Diferenças de gênero

Como a maioria das pesquisas nesta área tem sido feita em mulheres com câncer de mama, Tim A. Ahles não sabe estimar o percentual de homens cognitivamente afetados pelo tratamento do câncer. “Os pesquisadores têm feito estudos relacionados a linfoma, leucemia e câncer de próstata, e parece que os homens também experimentam déficits cognitivos”.

Avaliação de risco

“A identificação de quem tem maior risco de desenvolver declínio cognitivo e determinar se há uma maneira eficaz para tratar o câncer e contornar o problema da redução do funcionamento cognitivo são áreas quentes para as novas investigações. Mas neste momento, não temos um bom entendimento de quem é mais vulnerável a desenvolver problemas ou como evitar danos ao cérebro”.

Tratamentos potenciais

“Há estudos que mostram que o modafinil (um estimulante usado para o tratamento da narcolepsia e apneia do sono) é eficaz na melhoria da memória e na atenção, e reduz a fadiga. Medicamentos mais antigos, como o metilfenidato (estimulante leve do sistema nervoso central estruturalmente relacionado com anfetaminas) também são eficazes na melhoria da memória e na concentração”.

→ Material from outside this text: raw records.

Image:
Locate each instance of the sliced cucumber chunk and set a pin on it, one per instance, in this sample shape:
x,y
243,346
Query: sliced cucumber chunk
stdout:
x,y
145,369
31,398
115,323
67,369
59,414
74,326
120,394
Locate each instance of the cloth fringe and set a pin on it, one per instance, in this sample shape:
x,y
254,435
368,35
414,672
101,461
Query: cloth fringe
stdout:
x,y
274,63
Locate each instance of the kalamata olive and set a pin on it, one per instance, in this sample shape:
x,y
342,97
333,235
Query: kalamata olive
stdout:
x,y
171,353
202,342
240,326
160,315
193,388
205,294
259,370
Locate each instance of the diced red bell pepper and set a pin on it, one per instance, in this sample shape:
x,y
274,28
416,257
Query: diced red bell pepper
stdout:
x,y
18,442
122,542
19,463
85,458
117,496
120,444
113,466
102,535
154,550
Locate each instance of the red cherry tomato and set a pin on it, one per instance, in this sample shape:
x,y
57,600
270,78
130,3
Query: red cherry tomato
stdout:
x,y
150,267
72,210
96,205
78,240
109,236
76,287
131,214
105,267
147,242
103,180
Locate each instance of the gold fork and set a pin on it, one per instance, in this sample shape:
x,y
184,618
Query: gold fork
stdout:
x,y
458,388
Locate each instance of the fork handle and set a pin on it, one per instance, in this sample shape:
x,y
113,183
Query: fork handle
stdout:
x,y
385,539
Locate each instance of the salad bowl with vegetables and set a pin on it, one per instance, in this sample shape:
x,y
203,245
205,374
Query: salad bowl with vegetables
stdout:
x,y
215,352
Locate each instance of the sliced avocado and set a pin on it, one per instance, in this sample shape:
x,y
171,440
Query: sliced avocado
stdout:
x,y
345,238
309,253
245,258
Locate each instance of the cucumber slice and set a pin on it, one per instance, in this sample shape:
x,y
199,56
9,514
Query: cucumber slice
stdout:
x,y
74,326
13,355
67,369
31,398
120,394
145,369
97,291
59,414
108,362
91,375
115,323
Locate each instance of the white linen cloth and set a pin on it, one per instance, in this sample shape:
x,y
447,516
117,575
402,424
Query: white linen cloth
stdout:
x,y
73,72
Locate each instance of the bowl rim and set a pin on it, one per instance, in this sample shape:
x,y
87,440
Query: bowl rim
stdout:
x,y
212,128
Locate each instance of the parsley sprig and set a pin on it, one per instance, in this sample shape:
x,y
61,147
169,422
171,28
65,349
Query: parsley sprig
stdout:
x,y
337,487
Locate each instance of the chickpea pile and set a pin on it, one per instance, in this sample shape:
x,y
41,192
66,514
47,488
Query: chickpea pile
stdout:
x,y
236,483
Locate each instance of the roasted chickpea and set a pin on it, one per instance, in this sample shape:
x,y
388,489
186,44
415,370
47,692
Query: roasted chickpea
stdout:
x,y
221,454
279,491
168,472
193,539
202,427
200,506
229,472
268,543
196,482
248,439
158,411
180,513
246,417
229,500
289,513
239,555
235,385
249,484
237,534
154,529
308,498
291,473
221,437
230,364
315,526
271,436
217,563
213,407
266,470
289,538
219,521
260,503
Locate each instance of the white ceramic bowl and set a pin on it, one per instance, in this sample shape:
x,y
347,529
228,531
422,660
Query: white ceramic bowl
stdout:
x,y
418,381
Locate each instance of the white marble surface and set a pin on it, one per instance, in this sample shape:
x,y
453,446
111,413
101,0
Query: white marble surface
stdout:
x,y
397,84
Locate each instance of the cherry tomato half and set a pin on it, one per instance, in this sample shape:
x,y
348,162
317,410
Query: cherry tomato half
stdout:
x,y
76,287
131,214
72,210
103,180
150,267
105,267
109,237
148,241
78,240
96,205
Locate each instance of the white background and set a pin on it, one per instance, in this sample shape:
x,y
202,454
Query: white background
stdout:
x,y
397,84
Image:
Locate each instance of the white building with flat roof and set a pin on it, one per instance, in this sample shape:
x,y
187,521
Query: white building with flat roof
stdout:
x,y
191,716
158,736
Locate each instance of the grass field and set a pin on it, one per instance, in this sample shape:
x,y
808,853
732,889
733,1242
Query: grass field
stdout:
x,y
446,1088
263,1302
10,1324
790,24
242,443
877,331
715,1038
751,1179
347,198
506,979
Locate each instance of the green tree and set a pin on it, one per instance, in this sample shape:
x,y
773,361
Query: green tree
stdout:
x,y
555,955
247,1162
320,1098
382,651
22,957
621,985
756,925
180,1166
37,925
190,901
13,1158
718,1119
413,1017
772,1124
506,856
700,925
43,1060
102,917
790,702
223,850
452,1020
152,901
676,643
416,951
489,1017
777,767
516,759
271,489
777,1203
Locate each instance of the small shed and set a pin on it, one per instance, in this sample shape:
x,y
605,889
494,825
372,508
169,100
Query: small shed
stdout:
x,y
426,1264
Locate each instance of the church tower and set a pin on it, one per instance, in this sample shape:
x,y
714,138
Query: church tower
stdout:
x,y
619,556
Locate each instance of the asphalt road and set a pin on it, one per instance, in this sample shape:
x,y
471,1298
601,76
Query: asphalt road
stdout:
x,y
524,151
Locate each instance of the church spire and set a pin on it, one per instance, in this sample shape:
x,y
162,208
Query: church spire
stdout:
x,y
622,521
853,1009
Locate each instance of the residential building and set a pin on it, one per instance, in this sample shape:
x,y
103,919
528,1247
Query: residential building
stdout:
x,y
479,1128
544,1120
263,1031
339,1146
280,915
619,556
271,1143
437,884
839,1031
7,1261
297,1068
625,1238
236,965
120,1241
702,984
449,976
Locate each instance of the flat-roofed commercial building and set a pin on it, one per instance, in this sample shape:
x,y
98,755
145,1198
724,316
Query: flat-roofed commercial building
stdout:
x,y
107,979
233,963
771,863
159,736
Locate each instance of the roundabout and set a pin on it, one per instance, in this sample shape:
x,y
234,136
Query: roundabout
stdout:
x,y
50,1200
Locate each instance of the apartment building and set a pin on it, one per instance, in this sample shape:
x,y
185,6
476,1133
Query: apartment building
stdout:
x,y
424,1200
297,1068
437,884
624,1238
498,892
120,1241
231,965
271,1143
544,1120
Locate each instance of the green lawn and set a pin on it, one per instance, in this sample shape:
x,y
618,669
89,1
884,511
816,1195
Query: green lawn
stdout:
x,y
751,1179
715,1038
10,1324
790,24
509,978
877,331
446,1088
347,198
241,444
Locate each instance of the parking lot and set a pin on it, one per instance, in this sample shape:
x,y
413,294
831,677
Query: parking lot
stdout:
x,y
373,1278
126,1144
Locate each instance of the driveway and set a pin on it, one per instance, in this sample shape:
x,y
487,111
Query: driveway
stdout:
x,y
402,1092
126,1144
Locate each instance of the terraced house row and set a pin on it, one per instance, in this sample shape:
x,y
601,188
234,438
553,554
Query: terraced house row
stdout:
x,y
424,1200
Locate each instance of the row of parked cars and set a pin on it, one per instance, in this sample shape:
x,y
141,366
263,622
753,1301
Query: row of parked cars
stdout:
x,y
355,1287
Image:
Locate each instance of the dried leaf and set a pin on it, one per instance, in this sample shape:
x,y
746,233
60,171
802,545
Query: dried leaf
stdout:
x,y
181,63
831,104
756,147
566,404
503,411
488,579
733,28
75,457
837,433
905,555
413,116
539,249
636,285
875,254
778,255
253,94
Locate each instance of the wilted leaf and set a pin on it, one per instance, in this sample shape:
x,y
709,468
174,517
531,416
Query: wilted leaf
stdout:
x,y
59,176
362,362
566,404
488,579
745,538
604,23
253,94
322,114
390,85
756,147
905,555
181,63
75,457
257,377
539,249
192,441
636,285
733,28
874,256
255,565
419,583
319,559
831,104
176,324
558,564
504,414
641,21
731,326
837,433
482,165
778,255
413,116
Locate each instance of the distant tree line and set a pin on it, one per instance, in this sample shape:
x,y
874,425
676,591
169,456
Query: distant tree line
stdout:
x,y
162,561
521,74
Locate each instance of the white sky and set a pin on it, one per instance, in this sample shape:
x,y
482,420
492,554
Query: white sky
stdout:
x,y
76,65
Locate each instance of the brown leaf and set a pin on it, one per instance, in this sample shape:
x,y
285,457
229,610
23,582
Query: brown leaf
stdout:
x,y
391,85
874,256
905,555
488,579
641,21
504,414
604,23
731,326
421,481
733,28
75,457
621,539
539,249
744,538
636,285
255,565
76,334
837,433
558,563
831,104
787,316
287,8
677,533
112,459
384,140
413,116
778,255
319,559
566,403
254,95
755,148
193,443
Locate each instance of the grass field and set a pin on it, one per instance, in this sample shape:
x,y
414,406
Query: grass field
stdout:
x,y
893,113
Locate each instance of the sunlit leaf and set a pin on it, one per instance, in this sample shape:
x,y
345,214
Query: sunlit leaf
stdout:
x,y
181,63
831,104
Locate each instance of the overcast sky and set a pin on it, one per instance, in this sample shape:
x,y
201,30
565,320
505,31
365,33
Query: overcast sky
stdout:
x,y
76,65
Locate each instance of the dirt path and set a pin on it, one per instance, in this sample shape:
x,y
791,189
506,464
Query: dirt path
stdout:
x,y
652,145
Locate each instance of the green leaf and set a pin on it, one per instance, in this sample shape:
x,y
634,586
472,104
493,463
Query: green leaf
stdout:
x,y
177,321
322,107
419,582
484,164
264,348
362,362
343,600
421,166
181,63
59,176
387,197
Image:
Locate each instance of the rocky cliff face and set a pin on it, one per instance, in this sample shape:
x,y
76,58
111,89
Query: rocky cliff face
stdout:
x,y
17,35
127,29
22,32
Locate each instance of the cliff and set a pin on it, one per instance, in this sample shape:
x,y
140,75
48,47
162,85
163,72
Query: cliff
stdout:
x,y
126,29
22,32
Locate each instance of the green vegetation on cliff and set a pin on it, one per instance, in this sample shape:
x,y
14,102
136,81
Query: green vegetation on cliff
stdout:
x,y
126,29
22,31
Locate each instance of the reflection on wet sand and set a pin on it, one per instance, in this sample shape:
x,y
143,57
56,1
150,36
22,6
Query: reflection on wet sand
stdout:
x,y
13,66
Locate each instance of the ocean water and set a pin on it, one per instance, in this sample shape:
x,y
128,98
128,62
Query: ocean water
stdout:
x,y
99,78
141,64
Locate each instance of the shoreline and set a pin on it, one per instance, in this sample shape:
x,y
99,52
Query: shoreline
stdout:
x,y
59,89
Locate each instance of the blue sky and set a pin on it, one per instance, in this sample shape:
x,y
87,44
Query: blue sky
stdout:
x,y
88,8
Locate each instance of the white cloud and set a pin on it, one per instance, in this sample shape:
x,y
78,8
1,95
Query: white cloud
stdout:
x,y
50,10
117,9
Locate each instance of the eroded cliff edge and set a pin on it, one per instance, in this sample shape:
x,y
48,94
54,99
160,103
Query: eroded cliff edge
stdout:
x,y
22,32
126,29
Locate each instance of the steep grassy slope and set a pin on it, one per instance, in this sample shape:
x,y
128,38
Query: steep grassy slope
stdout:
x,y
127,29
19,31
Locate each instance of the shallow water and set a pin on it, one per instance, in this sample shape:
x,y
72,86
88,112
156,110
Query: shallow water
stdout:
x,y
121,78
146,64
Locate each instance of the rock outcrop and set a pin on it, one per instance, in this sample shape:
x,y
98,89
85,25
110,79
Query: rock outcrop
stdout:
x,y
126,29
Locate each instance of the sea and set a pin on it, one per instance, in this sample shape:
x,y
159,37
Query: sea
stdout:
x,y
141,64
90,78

Além disso, abordagens de reabilitação cognitiva estão sendo testadas com resultados iniciais promissores. “Participar de jogos de treinamento cerebral da mente como os oferecidos no site da Lumosity (lumosity.com) pode ser útil. Estudos que analisam o impacto da alimentação e da atividade física no funcionamento cognitivo em pacientes com câncer estão apenas começando a serem realizados e registrados”.

Por fim, Tim A. Ahles diz que “há pesquisas em andamento para investigar técnicas de imagem avançadas, tais como a ressonância magnética de alta qualidade, para focar padrões de ativação de memória e mudanças nos padrões de ativação em pacientes antes e após o tratamento”. Os dados podem ajudar a determinar a forma de suavizar a mudança cognitiva em pacientes. “Essas técnicas não estão prontas para o uso clínico ainda, mas como se tornam cada vez mais precisas e automatizadas, será fundamental para os cuidados clínicos”.